Timing closure of nanometer designs now requires extensive timing coverage to meet yield predictions. Smaller device geometries have increased variability in manufacturing and second order effects, such as coupling, now play a significant role in signal integrity. To ensure that the design meets the required timing constraints, design engineers typically run statistical static timing analysis or make multiple timing runs at various modes and process conditions. Static timing analysis (STA) is one of the pillars for verifying digital Very Large Scale Integrated (VLSI) circuit designs, and is widely used to predict the performance of the designs. STA is often used on very large designs for which exhaustive timing analyses are impossible or impractical in view of the number of patterns required to perform the analysis. State of the art static timing analysis tools have the ability to model designs with multiple timing modes and multiple corners only in a single environment.                a. A timing engine allows separate timing constraints and extracted parasitics to be loaded for each timing corner, and controls are available to adjust the process conditions. The ability to model the timing of a design across the process space in a single environment allows users to examine problems for manual repair or allow an automated timing closure tool to fix the problem. The benefit of operating in such an environment is that logic and wire optimizations can immediately evaluate the effects of a potential fix across all analysis modes and corners, preventing the introduction of a new problem.        
The optimization of circuits in a multiple corner timing environment does have some drawbacks, however. The creation and initialization of multiple timing analysis modes consumes run time and increases process memory usage. Each additional timing model typically requires a separate timing graph which must be incrementally updated as netlist changes are made during the evaluation of fixes. The cost of incrementally updating the timing graph is further exacerbated when the timing environment employs high-accuracy timing modeling, such as rice delay calculation. The run time cost is also extended when running in a statistical static timing environment and all of these problems are further exacerbated by increasing the size of the design.
Referring to FIG. 1a, a flow chart is illustrated embodying a prior art multiple mode/multi-corner timing environment with timing closure, the timing closure in the illustrative environment being highly computer intensive.

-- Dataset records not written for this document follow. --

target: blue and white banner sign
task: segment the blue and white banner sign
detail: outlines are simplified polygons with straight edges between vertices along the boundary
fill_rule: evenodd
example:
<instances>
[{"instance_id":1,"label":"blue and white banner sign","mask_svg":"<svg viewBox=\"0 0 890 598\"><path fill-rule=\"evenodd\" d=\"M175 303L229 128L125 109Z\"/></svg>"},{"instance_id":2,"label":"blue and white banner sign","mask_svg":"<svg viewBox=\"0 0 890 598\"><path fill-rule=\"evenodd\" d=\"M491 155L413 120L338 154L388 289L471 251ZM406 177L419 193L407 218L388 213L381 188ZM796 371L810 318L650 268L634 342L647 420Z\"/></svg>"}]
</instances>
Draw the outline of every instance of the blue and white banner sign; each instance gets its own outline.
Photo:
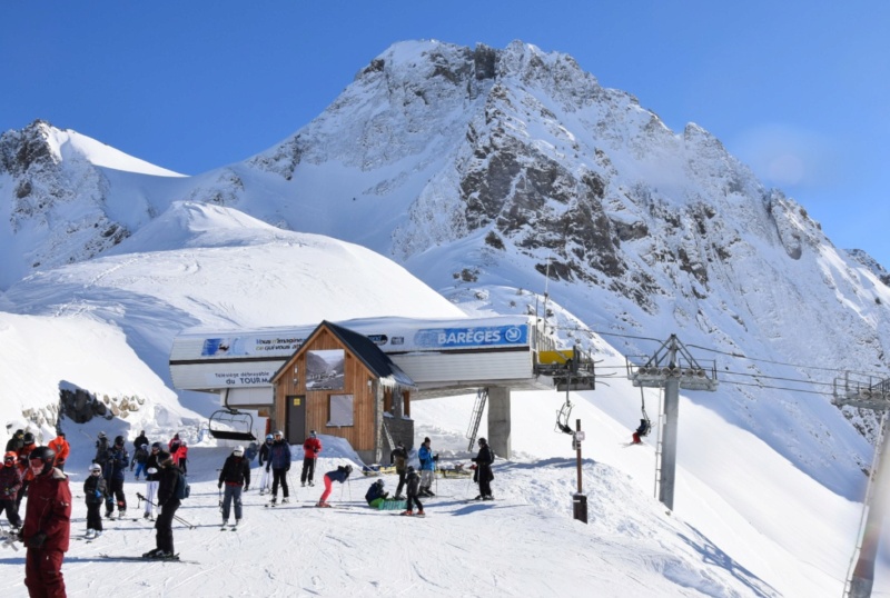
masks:
<instances>
[{"instance_id":1,"label":"blue and white banner sign","mask_svg":"<svg viewBox=\"0 0 890 598\"><path fill-rule=\"evenodd\" d=\"M414 335L414 343L427 348L497 347L528 343L527 326L426 328Z\"/></svg>"}]
</instances>

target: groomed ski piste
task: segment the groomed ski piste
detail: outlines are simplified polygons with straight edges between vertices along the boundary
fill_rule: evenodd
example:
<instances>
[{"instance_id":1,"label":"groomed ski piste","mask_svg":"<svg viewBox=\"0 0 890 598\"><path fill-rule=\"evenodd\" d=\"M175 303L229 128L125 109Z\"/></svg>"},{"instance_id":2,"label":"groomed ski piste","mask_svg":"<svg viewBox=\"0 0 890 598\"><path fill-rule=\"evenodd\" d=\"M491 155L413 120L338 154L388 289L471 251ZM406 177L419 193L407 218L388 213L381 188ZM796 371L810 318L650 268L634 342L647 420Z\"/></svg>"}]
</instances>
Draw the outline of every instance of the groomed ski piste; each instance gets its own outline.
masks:
<instances>
[{"instance_id":1,"label":"groomed ski piste","mask_svg":"<svg viewBox=\"0 0 890 598\"><path fill-rule=\"evenodd\" d=\"M443 464L469 465L466 439L456 431L461 418L454 413L468 412L473 400L467 396L415 405L418 433L433 439L433 449ZM376 478L358 471L348 484L335 482L328 498L332 505L348 508L305 508L315 505L324 491L325 471L338 465L362 465L348 443L325 436L315 487L299 485L301 449L295 446L290 502L280 505L279 489L279 505L264 508L269 496L259 496L260 470L255 464L251 488L244 496L240 529L220 534L217 476L231 448L196 445L188 468L191 496L177 511L195 527L174 526L176 551L190 562L113 559L138 557L155 547L152 524L141 519L136 497L144 491L144 484L128 477L127 517L103 520L105 532L98 540L71 541L62 569L68 594L557 596L585 588L596 596L742 597L831 596L833 592L827 590L842 587L815 569L812 578L804 579L795 572L799 569L789 568L783 578L789 587L765 582L695 527L669 515L641 491L639 481L591 458L583 459L582 466L589 524L575 521L572 495L576 490L576 459L571 439L555 432L528 433L540 430L540 420L553 415L555 402L536 402L525 406L523 417L514 421L517 457L495 465L496 500L472 500L477 494L472 479L437 478L433 487L437 496L422 498L424 518L393 517L393 511L367 507L364 495ZM684 405L684 409L690 426L708 425L708 418L713 417L692 405ZM652 461L651 443L625 447L623 440L630 430L590 405L580 405L574 415L591 422L599 420L596 435L592 435L599 440L584 445L592 452L623 451L625 459ZM89 426L85 429L91 431ZM90 452L83 448L82 435L77 436L80 448L76 446L78 455L67 467L76 496L72 538L86 531L81 485L88 466L83 454ZM738 440L728 437L714 450L736 450ZM533 455L547 448L557 456ZM386 489L394 492L397 478L384 476L384 480ZM694 477L684 474L680 487L678 500L696 501L702 512L711 504L715 519L721 518L718 514L729 512ZM696 494L701 495L698 499ZM134 521L134 517L139 519ZM782 524L794 526L793 519L777 522ZM713 525L735 526L740 542L751 534L742 521L715 520ZM761 558L777 568L789 558L779 547L760 546L768 547ZM0 554L0 592L24 596L24 550L6 549Z\"/></svg>"}]
</instances>

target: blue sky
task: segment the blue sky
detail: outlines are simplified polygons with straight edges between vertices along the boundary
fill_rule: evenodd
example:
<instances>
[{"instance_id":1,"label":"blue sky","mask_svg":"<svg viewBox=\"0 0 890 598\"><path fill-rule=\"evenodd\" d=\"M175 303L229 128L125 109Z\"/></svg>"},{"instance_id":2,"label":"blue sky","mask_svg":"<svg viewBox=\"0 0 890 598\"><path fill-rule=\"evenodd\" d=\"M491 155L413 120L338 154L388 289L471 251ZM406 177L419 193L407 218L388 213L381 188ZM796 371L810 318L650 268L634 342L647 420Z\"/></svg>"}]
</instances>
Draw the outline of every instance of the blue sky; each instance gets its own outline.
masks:
<instances>
[{"instance_id":1,"label":"blue sky","mask_svg":"<svg viewBox=\"0 0 890 598\"><path fill-rule=\"evenodd\" d=\"M704 127L890 268L883 0L34 4L0 3L0 131L40 118L195 175L294 133L396 41L518 39Z\"/></svg>"}]
</instances>

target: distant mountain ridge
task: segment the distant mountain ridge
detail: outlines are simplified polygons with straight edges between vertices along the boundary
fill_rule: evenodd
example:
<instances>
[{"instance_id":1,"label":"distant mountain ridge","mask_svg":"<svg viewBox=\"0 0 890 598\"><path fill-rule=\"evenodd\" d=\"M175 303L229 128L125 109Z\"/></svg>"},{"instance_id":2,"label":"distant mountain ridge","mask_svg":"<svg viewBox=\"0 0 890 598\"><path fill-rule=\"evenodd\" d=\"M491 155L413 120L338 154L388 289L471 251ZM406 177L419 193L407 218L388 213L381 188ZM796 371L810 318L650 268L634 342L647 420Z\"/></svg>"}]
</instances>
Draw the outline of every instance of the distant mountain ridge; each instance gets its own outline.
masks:
<instances>
[{"instance_id":1,"label":"distant mountain ridge","mask_svg":"<svg viewBox=\"0 0 890 598\"><path fill-rule=\"evenodd\" d=\"M764 441L829 486L868 461L856 431L832 423L830 385L804 401L773 388L770 362L823 368L794 368L819 383L886 372L886 271L835 249L708 131L671 131L566 54L518 41L396 43L294 136L196 177L53 153L62 133L38 121L0 137L10 263L0 289L131 251L176 201L225 207L370 248L457 303L527 311L536 296L524 291L547 285L585 325L626 335L629 353L645 352L640 338L679 332L715 355L759 359L724 358L752 378L724 385L715 410L755 432L760 418L785 422ZM139 250L150 248L142 239ZM873 432L868 413L847 413Z\"/></svg>"}]
</instances>

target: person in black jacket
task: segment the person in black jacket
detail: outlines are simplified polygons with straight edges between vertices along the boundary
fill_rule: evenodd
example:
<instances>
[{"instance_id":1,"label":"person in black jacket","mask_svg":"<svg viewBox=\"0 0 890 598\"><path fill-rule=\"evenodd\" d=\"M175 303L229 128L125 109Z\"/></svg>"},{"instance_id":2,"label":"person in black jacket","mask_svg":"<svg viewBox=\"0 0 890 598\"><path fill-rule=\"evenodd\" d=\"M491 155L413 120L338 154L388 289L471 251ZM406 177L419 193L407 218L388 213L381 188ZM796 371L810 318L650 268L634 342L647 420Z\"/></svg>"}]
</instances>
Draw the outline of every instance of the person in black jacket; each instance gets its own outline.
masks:
<instances>
[{"instance_id":1,"label":"person in black jacket","mask_svg":"<svg viewBox=\"0 0 890 598\"><path fill-rule=\"evenodd\" d=\"M488 442L484 438L479 438L478 443L479 452L472 459L472 461L476 464L473 481L479 484L479 496L476 497L476 500L494 500L492 496L492 480L494 479L492 464L494 462L494 452L492 452Z\"/></svg>"},{"instance_id":2,"label":"person in black jacket","mask_svg":"<svg viewBox=\"0 0 890 598\"><path fill-rule=\"evenodd\" d=\"M222 525L229 522L229 509L235 501L235 525L241 522L241 488L247 491L250 486L250 461L244 457L244 447L237 446L231 455L226 457L226 462L219 471L218 488L226 485L222 498Z\"/></svg>"},{"instance_id":3,"label":"person in black jacket","mask_svg":"<svg viewBox=\"0 0 890 598\"><path fill-rule=\"evenodd\" d=\"M149 521L155 520L154 504L157 501L158 497L158 480L160 479L160 461L158 460L158 455L160 455L160 442L155 442L149 449L148 459L146 459L146 511L142 518Z\"/></svg>"},{"instance_id":4,"label":"person in black jacket","mask_svg":"<svg viewBox=\"0 0 890 598\"><path fill-rule=\"evenodd\" d=\"M405 487L405 477L407 476L408 452L405 450L405 445L402 443L402 440L389 454L389 462L396 466L396 474L398 474L395 499L403 500L405 497L402 496L402 489Z\"/></svg>"},{"instance_id":5,"label":"person in black jacket","mask_svg":"<svg viewBox=\"0 0 890 598\"><path fill-rule=\"evenodd\" d=\"M259 477L259 496L265 495L271 488L271 443L275 437L270 433L266 435L266 441L259 447L259 467L263 468L263 475Z\"/></svg>"},{"instance_id":6,"label":"person in black jacket","mask_svg":"<svg viewBox=\"0 0 890 598\"><path fill-rule=\"evenodd\" d=\"M83 480L83 499L87 502L87 539L98 538L102 535L102 504L105 502L108 487L102 477L102 466L92 464L90 475Z\"/></svg>"},{"instance_id":7,"label":"person in black jacket","mask_svg":"<svg viewBox=\"0 0 890 598\"><path fill-rule=\"evenodd\" d=\"M176 496L176 487L182 471L174 465L174 459L169 452L161 451L158 455L160 461L160 472L158 474L158 508L160 515L155 521L155 541L157 548L149 550L142 556L146 558L171 558L174 551L174 516L179 508L179 498Z\"/></svg>"}]
</instances>

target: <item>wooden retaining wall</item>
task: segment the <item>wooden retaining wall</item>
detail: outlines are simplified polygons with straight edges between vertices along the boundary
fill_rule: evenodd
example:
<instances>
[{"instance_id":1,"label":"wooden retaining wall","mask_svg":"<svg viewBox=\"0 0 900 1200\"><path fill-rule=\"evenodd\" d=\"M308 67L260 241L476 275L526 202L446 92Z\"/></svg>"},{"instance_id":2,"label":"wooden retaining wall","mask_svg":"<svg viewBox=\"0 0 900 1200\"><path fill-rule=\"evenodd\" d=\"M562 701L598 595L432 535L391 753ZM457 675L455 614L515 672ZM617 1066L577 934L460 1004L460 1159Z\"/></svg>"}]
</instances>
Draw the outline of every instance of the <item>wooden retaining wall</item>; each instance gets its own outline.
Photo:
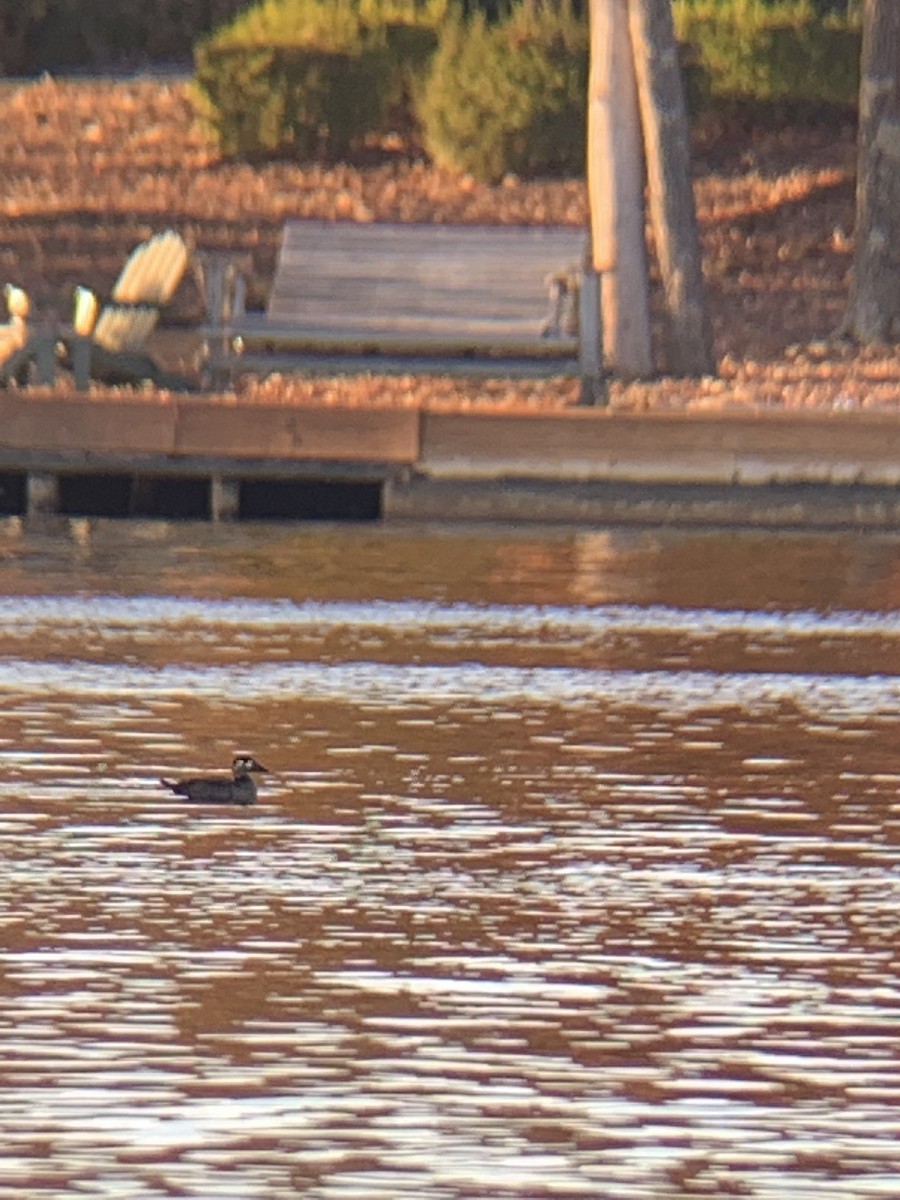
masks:
<instances>
[{"instance_id":1,"label":"wooden retaining wall","mask_svg":"<svg viewBox=\"0 0 900 1200\"><path fill-rule=\"evenodd\" d=\"M900 528L900 414L420 412L0 395L0 469L374 480L388 518ZM40 476L40 479L38 479ZM222 499L222 481L233 493ZM49 497L49 498L48 498Z\"/></svg>"}]
</instances>

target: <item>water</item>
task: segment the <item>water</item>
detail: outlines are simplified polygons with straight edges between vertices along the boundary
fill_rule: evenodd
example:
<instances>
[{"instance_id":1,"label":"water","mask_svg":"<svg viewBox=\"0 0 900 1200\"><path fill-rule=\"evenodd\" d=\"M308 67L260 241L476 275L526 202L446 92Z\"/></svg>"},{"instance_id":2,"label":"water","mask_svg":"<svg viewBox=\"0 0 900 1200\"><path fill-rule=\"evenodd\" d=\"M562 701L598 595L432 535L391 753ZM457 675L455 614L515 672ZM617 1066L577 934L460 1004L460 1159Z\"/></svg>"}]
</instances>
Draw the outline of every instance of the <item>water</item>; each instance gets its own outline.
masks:
<instances>
[{"instance_id":1,"label":"water","mask_svg":"<svg viewBox=\"0 0 900 1200\"><path fill-rule=\"evenodd\" d=\"M0 533L0 1196L900 1194L900 541ZM272 769L254 809L161 774Z\"/></svg>"}]
</instances>

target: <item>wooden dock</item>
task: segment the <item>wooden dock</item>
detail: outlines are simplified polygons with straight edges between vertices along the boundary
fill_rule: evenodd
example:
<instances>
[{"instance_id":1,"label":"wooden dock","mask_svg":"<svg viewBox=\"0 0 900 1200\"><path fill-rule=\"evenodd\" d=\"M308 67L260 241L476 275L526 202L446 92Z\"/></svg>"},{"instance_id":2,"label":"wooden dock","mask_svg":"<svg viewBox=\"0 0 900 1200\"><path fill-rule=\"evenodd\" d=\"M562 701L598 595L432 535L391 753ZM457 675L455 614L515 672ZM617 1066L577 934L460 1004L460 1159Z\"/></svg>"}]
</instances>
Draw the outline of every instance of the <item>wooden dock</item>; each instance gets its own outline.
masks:
<instances>
[{"instance_id":1,"label":"wooden dock","mask_svg":"<svg viewBox=\"0 0 900 1200\"><path fill-rule=\"evenodd\" d=\"M900 414L0 394L0 512L900 529Z\"/></svg>"}]
</instances>

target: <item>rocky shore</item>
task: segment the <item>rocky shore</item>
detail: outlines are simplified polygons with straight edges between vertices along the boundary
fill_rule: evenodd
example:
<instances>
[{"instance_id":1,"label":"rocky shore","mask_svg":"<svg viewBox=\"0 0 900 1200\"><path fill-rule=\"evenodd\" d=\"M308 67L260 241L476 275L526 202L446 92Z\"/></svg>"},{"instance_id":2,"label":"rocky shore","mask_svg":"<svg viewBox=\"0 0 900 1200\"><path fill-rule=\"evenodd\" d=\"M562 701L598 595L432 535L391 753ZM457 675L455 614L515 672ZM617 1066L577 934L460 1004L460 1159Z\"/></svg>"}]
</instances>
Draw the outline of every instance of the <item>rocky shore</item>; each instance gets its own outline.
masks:
<instances>
[{"instance_id":1,"label":"rocky shore","mask_svg":"<svg viewBox=\"0 0 900 1200\"><path fill-rule=\"evenodd\" d=\"M582 180L497 186L427 164L400 138L349 164L227 163L197 120L190 84L7 80L0 84L0 281L66 312L73 287L106 292L131 247L172 226L210 248L251 253L263 305L286 218L583 223ZM655 408L900 408L898 348L834 336L852 262L854 130L707 130L695 146L716 378L613 384L612 404ZM167 365L191 371L200 317L186 278L158 335ZM248 384L269 403L563 408L576 388L446 379Z\"/></svg>"}]
</instances>

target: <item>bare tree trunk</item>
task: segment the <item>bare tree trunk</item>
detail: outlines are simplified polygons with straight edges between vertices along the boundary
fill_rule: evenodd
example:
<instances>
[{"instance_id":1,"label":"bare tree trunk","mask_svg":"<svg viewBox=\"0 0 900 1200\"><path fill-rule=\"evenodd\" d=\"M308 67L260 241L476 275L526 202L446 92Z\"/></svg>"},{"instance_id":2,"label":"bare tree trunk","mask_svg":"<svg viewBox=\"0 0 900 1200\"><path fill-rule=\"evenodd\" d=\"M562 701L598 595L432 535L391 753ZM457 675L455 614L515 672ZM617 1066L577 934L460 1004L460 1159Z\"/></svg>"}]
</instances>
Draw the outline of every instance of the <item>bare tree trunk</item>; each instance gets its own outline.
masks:
<instances>
[{"instance_id":1,"label":"bare tree trunk","mask_svg":"<svg viewBox=\"0 0 900 1200\"><path fill-rule=\"evenodd\" d=\"M588 193L606 359L616 374L648 376L653 350L643 154L628 0L590 0Z\"/></svg>"},{"instance_id":2,"label":"bare tree trunk","mask_svg":"<svg viewBox=\"0 0 900 1200\"><path fill-rule=\"evenodd\" d=\"M864 0L857 227L844 331L900 334L900 4Z\"/></svg>"},{"instance_id":3,"label":"bare tree trunk","mask_svg":"<svg viewBox=\"0 0 900 1200\"><path fill-rule=\"evenodd\" d=\"M690 127L670 0L629 0L650 222L665 294L666 370L715 371L690 163Z\"/></svg>"}]
</instances>

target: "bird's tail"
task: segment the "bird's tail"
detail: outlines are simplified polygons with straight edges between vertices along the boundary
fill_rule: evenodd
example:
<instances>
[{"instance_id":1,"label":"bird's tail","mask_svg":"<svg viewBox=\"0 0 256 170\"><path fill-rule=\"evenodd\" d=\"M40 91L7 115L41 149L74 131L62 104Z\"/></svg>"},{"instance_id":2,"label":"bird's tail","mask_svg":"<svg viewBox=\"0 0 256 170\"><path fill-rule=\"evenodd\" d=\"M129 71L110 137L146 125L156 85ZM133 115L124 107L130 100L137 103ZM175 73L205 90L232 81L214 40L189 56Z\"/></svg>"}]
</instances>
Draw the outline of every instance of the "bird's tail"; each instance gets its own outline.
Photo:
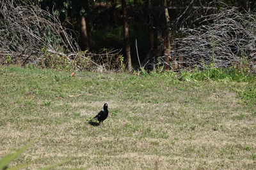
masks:
<instances>
[{"instance_id":1,"label":"bird's tail","mask_svg":"<svg viewBox=\"0 0 256 170\"><path fill-rule=\"evenodd\" d=\"M91 120L98 120L98 117L95 117L94 118L91 119Z\"/></svg>"}]
</instances>

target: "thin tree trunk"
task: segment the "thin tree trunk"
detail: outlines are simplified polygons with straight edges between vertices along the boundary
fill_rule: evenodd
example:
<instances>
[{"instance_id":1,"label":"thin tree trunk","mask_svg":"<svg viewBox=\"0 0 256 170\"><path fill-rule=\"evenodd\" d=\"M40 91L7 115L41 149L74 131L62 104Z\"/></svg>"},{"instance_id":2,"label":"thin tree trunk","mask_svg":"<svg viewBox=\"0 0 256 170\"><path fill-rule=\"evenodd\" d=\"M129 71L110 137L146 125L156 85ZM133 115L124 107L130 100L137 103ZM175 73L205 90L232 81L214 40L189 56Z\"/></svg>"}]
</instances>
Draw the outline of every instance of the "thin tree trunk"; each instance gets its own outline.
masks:
<instances>
[{"instance_id":1,"label":"thin tree trunk","mask_svg":"<svg viewBox=\"0 0 256 170\"><path fill-rule=\"evenodd\" d=\"M164 6L166 6L167 3L166 3L166 0L164 0ZM165 50L164 50L164 69L169 69L169 66L168 66L168 62L169 62L169 55L170 55L170 50L171 48L171 45L170 45L170 33L169 31L169 26L168 24L170 23L170 16L169 16L169 13L168 11L168 8L164 8L164 16L165 16L165 21L166 21L166 24L165 24L165 35L164 35L164 46L165 46Z\"/></svg>"},{"instance_id":2,"label":"thin tree trunk","mask_svg":"<svg viewBox=\"0 0 256 170\"><path fill-rule=\"evenodd\" d=\"M242 8L247 12L250 11L250 1L249 0L241 0Z\"/></svg>"},{"instance_id":3,"label":"thin tree trunk","mask_svg":"<svg viewBox=\"0 0 256 170\"><path fill-rule=\"evenodd\" d=\"M128 69L130 71L132 70L132 60L131 57L130 36L129 35L129 24L127 22L125 0L121 0L121 3L122 8L123 9L124 34L125 43L125 52L126 57L127 57Z\"/></svg>"},{"instance_id":4,"label":"thin tree trunk","mask_svg":"<svg viewBox=\"0 0 256 170\"><path fill-rule=\"evenodd\" d=\"M86 29L86 20L84 16L82 16L81 19L81 50L86 50L89 48L88 36Z\"/></svg>"}]
</instances>

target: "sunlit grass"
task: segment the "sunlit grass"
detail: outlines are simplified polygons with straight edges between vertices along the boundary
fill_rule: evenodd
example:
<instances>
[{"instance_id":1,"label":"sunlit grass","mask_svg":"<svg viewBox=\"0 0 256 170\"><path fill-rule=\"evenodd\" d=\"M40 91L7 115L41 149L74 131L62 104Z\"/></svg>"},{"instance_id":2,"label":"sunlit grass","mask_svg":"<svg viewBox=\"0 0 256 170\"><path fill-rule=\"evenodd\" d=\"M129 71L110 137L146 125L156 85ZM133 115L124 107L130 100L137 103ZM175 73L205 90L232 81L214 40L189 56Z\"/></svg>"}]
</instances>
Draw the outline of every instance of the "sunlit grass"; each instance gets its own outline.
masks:
<instances>
[{"instance_id":1,"label":"sunlit grass","mask_svg":"<svg viewBox=\"0 0 256 170\"><path fill-rule=\"evenodd\" d=\"M10 167L255 167L253 78L137 73L1 66L0 158L35 141ZM104 125L88 124L105 103Z\"/></svg>"}]
</instances>

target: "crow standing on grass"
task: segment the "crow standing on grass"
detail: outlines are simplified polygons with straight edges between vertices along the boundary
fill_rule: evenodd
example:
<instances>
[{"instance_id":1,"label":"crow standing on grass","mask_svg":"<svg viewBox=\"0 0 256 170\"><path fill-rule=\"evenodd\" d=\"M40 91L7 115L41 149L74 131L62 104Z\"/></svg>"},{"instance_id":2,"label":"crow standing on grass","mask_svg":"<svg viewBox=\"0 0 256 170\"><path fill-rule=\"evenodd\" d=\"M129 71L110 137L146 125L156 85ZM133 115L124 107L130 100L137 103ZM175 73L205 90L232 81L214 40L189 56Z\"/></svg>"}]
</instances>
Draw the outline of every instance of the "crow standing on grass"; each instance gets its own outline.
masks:
<instances>
[{"instance_id":1,"label":"crow standing on grass","mask_svg":"<svg viewBox=\"0 0 256 170\"><path fill-rule=\"evenodd\" d=\"M100 122L102 122L102 124L103 124L103 121L105 120L105 119L107 118L108 115L108 104L105 103L104 105L103 106L102 110L100 111L98 113L98 115L97 115L91 120L98 120L100 124Z\"/></svg>"}]
</instances>

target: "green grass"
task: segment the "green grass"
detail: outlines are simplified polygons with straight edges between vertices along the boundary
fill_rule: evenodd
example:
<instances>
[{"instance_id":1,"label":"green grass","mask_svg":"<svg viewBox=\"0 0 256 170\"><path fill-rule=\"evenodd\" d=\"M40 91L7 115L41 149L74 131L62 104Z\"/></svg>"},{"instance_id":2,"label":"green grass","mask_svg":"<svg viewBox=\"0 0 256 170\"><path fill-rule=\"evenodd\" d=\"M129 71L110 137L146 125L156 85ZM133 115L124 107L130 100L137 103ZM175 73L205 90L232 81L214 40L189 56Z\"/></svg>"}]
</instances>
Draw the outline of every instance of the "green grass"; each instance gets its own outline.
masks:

Step 100 loads the design and any accompanying timing rules. Step 101 initializes the first timing analysis more or corner. Step 102 initializes a second timing analysis mode or corner. Step 103 performs automated timing closure that incrementally evaluates timing changes across both timing analyses performed in step 101 and 102. Although this approach allows tools to accurately fix timing problems, there is however a run-time cost associated with maintaining multiple timing models, rendering this approach inefficient and costly. When a tool makes a change to fix a problem the timing model for both STA graphs must be updated to allow the tool to evaluate whether the fix was sufficient. If the fix was not acceptable, another solution can be tried, or the tool may revert to its original implementation. In some cases, various optimizations can revisit the timing problem multiple times, and each change to the netlist requires the timing graph to be incrementally updated. Additionally there may thousands of timing problems to fix, and the cost of incrementally updating the design becomes prohibitive. The result is timing a closure tool that can run for many days, especially when run on large netlists.
Referring to FIG. 1b, a flow chart illustrates a problematic scenario encountered when attempting to initialize multi-mode/multi-corner STA in the prior art.
In certain instances, the prior art STA tool may not be able to load certain timing rules because of compatibility issues, or simultaneously handle certain types of assertions. In these situations, the user typically will optimize for a late mode timing closure and rerun the tool in another process environment to verify timing closure. This may expose problems in the current environment, and attempts to fix them could create problems in the original corner.
Still referring to FIG. 1b, in Step 110, the design is loaded along with any accompanying timing rules. In Step 111, the STA tool initializes a first static timing analysis corner for worst-case operating conditions. In step 112, the STA tool attempts to initialize a second static timing analysis corner for the best-case operating conditions. The attempt fails to initialize the timing graph because the best case (BC) timing rule is incompatible with the worst case (WC) timing rule.
Presently, the optimization of circuits for timing closure may require access to multiple analysis modes that are not available, or may be prohibitive to initialize. Furthermore, the tool may not allow the loading of timing rules under different characterization points, and the timing environment may be prohibitive for optimization (e.g., a high accuracy timing environment incurs an increased run time), and the chip timing with multiple analysis modes under a single process may exceed the machine memory limits.